The benefits are many. Templates (customized with our input) improved the quality of documentation, triage, code, restraints, conscious sedation, discharge are a few. You can use required fields to enhance compliance. We no longer hunt for charts, you can access the record from any work station in any area of the department & more than one person can work on it at any given time. Our docs do their own d/c instructions & enter all their orders. Efficiency is increased because when an order is entered the board is instantly flagged for the entity that has to complete it (i.e., nurse, secretary, ancillary department). Attendings picked up the system instantly because of ease & efficiency of use.

The reports you can get from the system are great. We study just about everything & use the data to improve our flow. Our visits have gone up by 6,000 since installing Wellsoft & we have added very few FTE's (& they have been meeter/greeters & NA's).

Nurses & docs who join our staff from other hospitals using other systems have nothing but good to say about Wellsoft. They find it very easy to learn & use.

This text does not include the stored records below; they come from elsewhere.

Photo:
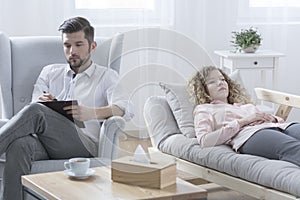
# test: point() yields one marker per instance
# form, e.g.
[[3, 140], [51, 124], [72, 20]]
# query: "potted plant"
[[246, 40]]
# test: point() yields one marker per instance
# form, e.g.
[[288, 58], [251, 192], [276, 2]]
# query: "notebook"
[[58, 107]]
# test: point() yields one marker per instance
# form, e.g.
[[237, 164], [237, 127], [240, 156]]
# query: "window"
[[269, 12], [126, 14], [274, 3], [114, 4]]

Wellsoft is a delight to do business with. They are very supportive, honest, & try everything to help make things the way they work best for the individual hospital. And they never sell vaporware. If they can't do it they are up front about it. Of course they go back & try to find a solution but you always know where you stand.

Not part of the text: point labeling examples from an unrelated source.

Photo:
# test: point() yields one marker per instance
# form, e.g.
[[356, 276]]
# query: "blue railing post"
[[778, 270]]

Even our ancillary departments have access to the system so they can look up patients & we don't have to send charts anymore. PI is hooked in as is the hospital Patient Rep./Risk Management.

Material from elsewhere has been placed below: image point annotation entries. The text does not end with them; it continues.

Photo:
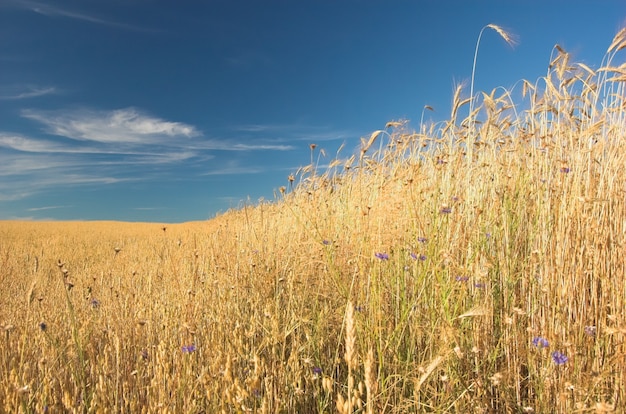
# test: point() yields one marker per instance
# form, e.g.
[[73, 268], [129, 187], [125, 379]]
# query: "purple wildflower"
[[540, 342], [382, 256], [187, 349], [590, 330], [559, 358]]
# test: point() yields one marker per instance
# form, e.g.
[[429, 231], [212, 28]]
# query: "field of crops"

Answering patient complaints is much easier because when they call I can instantly pull up the chart w/o ever leaving my desk & when the person says it took 2 hrs to see me I can respond I know it seemed like that but I have your chart in front of me & it was only 10 minutes (my favorite use).

If you have other questions let me know.

Specializes in ED only.

We have T-system which is extremely user friends and is specifically for the ED. It takes about a total of 10 minutes to learn how to use this system. BUT, our hospital is sick of Meditech which is what every other department has and we are now going to Cerner in 2011! We all have reservations about going from an easy to use system to one that is more complicated to learn.

Specializes in Emergency, Critical Care (CEN, CCRN).

We've got Epic oneChart in our EC, which runs everything - EMR, CPOE, eMAR, patient tracking, the works. Floors have Epic for charting but they've not yet gone live on CPOE. (We're the test bed for a lot of the Epic functionality since, to be quite frank, we beat the heck out of documentation systems. There's always some new function in emergency that no one's thought of to date.)

We're fairly happy with it so far. A few of the less computer-literate nurses still whine, but they're becoming less with time and experience. Docs are increasingly onboard with CPOE (more so since we hired scribes to chart for them - I have my own thoughts on that, but oh well). Ambulances get put into Epic as soon as we get the radio calls, so we can start charting right from the get-go. The only thing we use paper documentation for anymore is resus, and that information does eventually find its way into Epic after we're done. Quite honestly, the biggest pain in all our necks these days is re-copying everything out of Epic onto paper orders for the floor!

The only issue I see with the system is scalability. We're a three-hospital metropolitan system with about 1700 beds total, and Epic works fine for us. Problem is, it runs across a Citrix server farm, which is notorious for getting increasingly unstable with increasing user loads. I wouldn't dare try it with a big university system or a regional conglomerate.

We use Tsystem EV and it is great! Very easy to use and learn. It has the CPOE function so the doctors place all their own orders in minutes after seeing the patient- this has allowed us to free up our techs to work on the floor instead of sitting at the desk putting in manual orders. We only have one tech now on the desk that places calls and puts in admissions. The nurses love it.